Some time during the late 1840's a second cemetery was started at Grand Avenue and Strollers Lane. (note- this is the old name for Thomas St.)
With so much water in the area with only one outlet, the authorities realized the danger of the cemetery being washed away. In the late 1850's the Pine Grove Cemetery was established on forty acres of the Hinton property. More land has been added from time to time. Lot owners were notified to remove the bodies to Pine Grove Cemetery. When only some bodies had been moved a brush fire swept over the cemetery, burning all the wood markers. Now it was difficult to identify the graves. Stone markers were not available in our pre-railroad years.
The Civil War was raging and men were scarce. Cash to hire work done was even more scarce, so nothing could be done about the graves. That which had been feared happened. A cloudburst washed out a big ravine over one block long on the south end of Seymour Street, extending to Leubner Street on the other end.
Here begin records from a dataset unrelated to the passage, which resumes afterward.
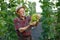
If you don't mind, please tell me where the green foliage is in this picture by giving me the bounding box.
[39,0,57,40]
[28,2,36,15]
[55,0,60,40]
[0,0,21,40]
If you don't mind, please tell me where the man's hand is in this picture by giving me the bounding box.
[18,25,30,33]
[29,19,39,27]
[29,21,37,26]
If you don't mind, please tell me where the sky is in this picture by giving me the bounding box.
[28,0,42,13]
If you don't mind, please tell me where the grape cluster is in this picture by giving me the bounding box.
[30,14,42,22]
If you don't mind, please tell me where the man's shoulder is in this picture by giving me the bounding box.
[14,17,19,21]
[26,16,31,19]
[26,16,31,21]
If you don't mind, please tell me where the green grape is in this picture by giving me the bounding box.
[31,14,39,22]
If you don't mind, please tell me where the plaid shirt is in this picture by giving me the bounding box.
[14,16,31,37]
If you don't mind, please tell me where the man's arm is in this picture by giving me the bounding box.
[18,22,36,33]
[18,25,30,33]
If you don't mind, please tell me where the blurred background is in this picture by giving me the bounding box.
[0,0,60,40]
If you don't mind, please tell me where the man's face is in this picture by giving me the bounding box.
[17,8,25,17]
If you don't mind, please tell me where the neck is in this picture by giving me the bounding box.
[19,16,25,20]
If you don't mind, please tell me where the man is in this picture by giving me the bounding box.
[14,6,39,40]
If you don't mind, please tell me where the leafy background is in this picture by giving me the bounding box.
[0,0,60,40]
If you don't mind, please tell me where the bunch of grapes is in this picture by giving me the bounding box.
[30,14,42,22]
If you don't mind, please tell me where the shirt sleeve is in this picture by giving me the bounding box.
[14,18,21,30]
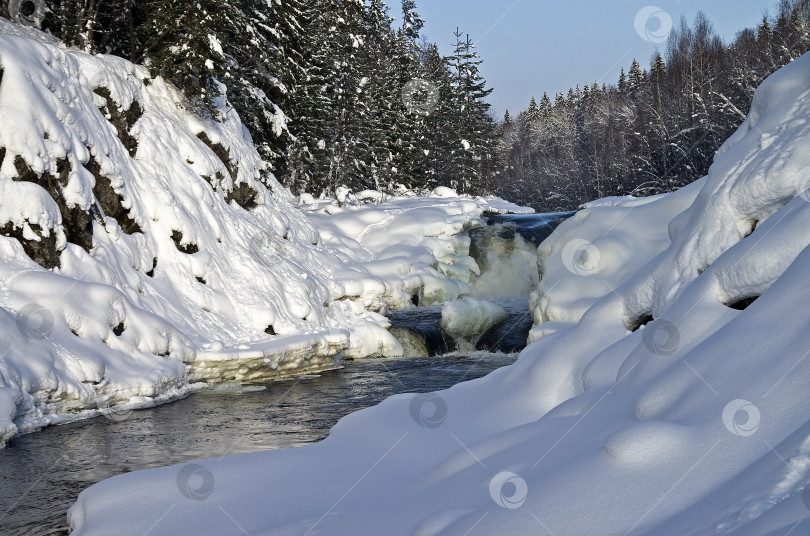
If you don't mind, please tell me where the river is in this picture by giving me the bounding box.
[0,352,517,535]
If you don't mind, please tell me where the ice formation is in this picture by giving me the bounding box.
[439,298,508,351]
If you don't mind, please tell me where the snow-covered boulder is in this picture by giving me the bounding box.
[529,178,703,339]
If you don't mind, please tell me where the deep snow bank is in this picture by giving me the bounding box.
[70,52,810,536]
[528,178,703,340]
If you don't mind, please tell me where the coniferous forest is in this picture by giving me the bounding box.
[2,0,809,208]
[497,0,810,210]
[0,0,496,196]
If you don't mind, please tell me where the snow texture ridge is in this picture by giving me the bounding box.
[69,51,810,536]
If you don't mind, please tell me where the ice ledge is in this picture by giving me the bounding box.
[190,330,349,384]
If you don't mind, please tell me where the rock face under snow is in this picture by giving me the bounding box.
[0,20,360,442]
[69,52,810,536]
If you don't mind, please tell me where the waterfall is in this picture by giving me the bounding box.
[387,211,574,355]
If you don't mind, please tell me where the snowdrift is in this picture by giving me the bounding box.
[0,22,528,443]
[529,177,703,340]
[70,52,810,535]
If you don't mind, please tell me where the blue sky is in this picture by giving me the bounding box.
[400,0,781,116]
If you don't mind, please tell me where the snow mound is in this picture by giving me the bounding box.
[529,178,703,337]
[69,52,810,536]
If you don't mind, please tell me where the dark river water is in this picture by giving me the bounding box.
[0,352,517,535]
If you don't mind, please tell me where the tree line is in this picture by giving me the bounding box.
[1,0,496,196]
[5,1,810,208]
[496,0,810,211]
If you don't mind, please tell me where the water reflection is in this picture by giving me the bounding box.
[0,353,516,535]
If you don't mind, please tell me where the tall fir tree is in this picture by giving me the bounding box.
[228,0,311,177]
[285,0,341,193]
[326,0,371,193]
[394,0,432,188]
[447,29,495,193]
[418,43,456,189]
[359,0,399,189]
[401,0,423,41]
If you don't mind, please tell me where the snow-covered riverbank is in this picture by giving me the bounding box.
[0,22,530,444]
[1,352,518,535]
[70,50,810,535]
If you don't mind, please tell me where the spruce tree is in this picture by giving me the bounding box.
[447,29,495,193]
[286,0,341,193]
[525,96,541,124]
[227,0,312,176]
[394,0,434,189]
[139,0,232,116]
[401,0,424,41]
[418,42,456,189]
[539,92,552,117]
[328,0,371,193]
[359,0,399,189]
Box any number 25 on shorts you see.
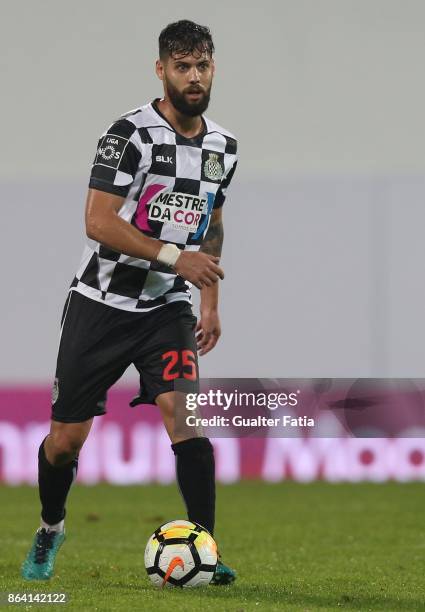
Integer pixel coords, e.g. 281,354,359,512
162,349,197,381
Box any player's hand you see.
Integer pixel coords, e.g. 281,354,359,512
174,252,224,289
196,310,221,356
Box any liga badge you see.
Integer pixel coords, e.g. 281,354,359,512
204,153,223,181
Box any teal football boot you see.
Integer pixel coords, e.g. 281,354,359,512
21,528,65,580
210,556,236,585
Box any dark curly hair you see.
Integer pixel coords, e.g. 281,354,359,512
159,19,214,59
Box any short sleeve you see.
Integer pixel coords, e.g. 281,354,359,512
213,158,237,209
88,118,142,198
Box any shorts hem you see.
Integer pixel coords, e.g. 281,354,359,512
51,411,106,423
131,383,199,408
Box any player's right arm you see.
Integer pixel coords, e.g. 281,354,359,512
86,117,223,289
85,189,223,290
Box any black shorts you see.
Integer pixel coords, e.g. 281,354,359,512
51,291,199,423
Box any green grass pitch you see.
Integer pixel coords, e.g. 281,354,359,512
1,482,424,611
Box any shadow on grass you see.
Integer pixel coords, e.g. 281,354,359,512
203,584,424,610
107,580,424,610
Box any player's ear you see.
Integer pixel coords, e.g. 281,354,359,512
155,59,164,81
211,58,216,78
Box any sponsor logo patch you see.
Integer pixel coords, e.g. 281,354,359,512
148,190,207,233
94,134,129,169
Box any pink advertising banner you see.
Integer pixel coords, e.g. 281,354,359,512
1,384,425,484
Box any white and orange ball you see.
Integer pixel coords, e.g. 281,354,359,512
144,520,218,588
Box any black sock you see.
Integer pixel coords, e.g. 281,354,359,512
38,437,78,525
171,437,215,535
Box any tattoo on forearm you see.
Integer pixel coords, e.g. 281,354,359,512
200,219,224,257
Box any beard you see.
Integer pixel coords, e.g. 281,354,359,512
165,77,211,117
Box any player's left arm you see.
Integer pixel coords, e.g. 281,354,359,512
196,208,224,356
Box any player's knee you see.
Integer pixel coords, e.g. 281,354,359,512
48,431,84,464
156,394,175,419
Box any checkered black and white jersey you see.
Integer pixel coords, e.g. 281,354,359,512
70,99,237,312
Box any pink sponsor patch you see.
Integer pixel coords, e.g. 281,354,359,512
135,184,166,231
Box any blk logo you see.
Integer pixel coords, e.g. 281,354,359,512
155,155,173,164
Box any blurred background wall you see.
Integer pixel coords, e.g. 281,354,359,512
2,0,425,384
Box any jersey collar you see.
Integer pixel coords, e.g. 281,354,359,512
150,98,207,144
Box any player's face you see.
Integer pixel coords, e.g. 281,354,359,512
158,51,214,117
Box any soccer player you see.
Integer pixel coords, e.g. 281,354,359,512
21,20,237,585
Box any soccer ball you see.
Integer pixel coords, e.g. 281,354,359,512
144,520,218,588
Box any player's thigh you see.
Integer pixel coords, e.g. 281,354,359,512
52,291,132,424
132,302,199,439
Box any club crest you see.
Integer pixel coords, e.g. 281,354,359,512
52,377,59,404
204,153,223,181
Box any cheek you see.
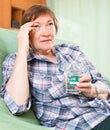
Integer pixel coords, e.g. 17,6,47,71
52,29,56,37
29,32,38,49
30,31,39,43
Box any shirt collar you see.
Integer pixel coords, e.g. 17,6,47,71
27,46,58,62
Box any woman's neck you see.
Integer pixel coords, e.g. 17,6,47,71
36,49,57,63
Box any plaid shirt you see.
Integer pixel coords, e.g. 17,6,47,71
1,44,110,130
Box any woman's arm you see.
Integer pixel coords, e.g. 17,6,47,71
6,22,34,105
6,52,29,105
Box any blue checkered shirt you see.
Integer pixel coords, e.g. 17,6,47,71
1,44,110,130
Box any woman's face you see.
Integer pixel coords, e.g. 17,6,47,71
29,14,56,55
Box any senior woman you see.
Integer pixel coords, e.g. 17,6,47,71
1,4,110,130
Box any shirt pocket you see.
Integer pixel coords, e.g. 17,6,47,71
28,72,51,89
48,75,67,99
28,71,67,101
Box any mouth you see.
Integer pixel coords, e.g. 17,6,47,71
40,39,52,43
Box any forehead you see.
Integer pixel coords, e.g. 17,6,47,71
32,14,53,23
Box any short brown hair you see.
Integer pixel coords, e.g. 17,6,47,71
21,4,58,33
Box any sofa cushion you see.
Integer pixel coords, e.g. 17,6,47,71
0,28,18,89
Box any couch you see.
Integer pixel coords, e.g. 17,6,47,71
0,28,49,130
0,28,110,130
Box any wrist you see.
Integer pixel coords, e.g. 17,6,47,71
18,50,29,56
92,84,108,99
89,84,99,98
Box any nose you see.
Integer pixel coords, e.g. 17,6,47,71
41,26,51,36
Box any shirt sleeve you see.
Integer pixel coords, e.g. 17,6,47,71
0,53,31,114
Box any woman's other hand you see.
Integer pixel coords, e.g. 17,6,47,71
76,74,98,98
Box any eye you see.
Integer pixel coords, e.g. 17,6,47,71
33,25,39,28
49,22,54,26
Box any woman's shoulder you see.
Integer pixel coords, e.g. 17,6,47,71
55,43,81,53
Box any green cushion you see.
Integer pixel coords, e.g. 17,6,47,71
0,28,49,130
0,28,18,88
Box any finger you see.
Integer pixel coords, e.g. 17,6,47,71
20,22,35,33
79,75,91,83
20,22,34,29
76,86,91,93
77,82,91,88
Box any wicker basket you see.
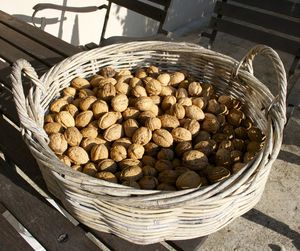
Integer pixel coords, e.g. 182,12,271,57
11,42,287,245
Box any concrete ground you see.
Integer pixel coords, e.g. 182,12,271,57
192,33,300,251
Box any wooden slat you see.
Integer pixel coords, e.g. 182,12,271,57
0,10,81,57
0,213,34,251
167,236,208,251
0,23,64,67
210,17,300,56
0,159,101,251
215,1,300,38
110,0,166,22
230,0,300,18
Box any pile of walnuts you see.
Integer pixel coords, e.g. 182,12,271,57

All the bodies that remained in the old cemetery were washed down the river.
(About Pine Grove from the same article)
The adult-size, white stone angel monument, close to Grand Avenue marks the grave of Lillie Berbaum. She was a victim of Typhoid fever after her twentieth birthday. Out of town relatives have painted the statue every summer.
A mausoleum, holding 304 crypts and five private family crypts, was erected in 1912. There are eight or nine private mausoleums on family lots.
In 1912, a new cemetery, Restlawn Memorial Park, was established to the north of Wausau. It has one private mausoleum for the Prehn family. (Note discrepancy in date of establishment - another article has the date as the 1930's. According to the Courthouse records, the cemetery was established in March of 1940. It is my personal opinion that the date is 1912 is wrong.)
This is from another article, copied from a book - source unknown.
Very little information is available on Wausau's first cemetery, reportedly located on low land near the intersection of Grand Avenue and Thomas Street. (Note- this is again the Hammond Park location). When the 1881 flood washed out coffins, bodies were moved to Pine Grove Cemetery. In later years the site was filled in and the grade raised for a bridge.
Forty acres of land for Pine Grove Cemetery were acquired in the late 1850's by Judge William Kennedy. It was designated 'Pine Grove" in 1904 when Neal Brown drew up the landscaping plan. Several structures in Pine Grove are notable for architectural interest. Built in 1912 are a medievally derived entrance gate and Egyptian Revival Mausoleum. (Note from Shelley - my grandfather's brother has 5 crypts within this mausoleum. Now it can only be entered with a key. As I am the last of my family descendants, a key is in my possession. The building has fallen on hard times - vandals have shot out the stained glass windows, and the roof is in disrepair. There are not enough descendants left alive to repair this building. The Cemetery Association is undertaking some of the repair.) Of unknown dating are a clapboard stick style and Gothic Revival Chapel and a couple of classically derived tombs.
St. Michael's Polish Cemetery, south of Pine Grove on Grand Ave., was first mentioned in 1891. The Jewish Cemetery across from Pine Grove had its first burial in January 1902, and the Restlawn Cemetery in the northern part of the city was created in the 1930s.
(Pine Grove has recently established a site on the Grand Avenue side, near the entrance to the cemetery, memorializing all the bodies that are buried there unmarked. Most of them are from the Hammond Park area, which were reburied in Pine Grove Cemetery, but others are from unmarked graves from various locations. There is a large stone, and benches in a circle around it, and it is a very attractive spot.)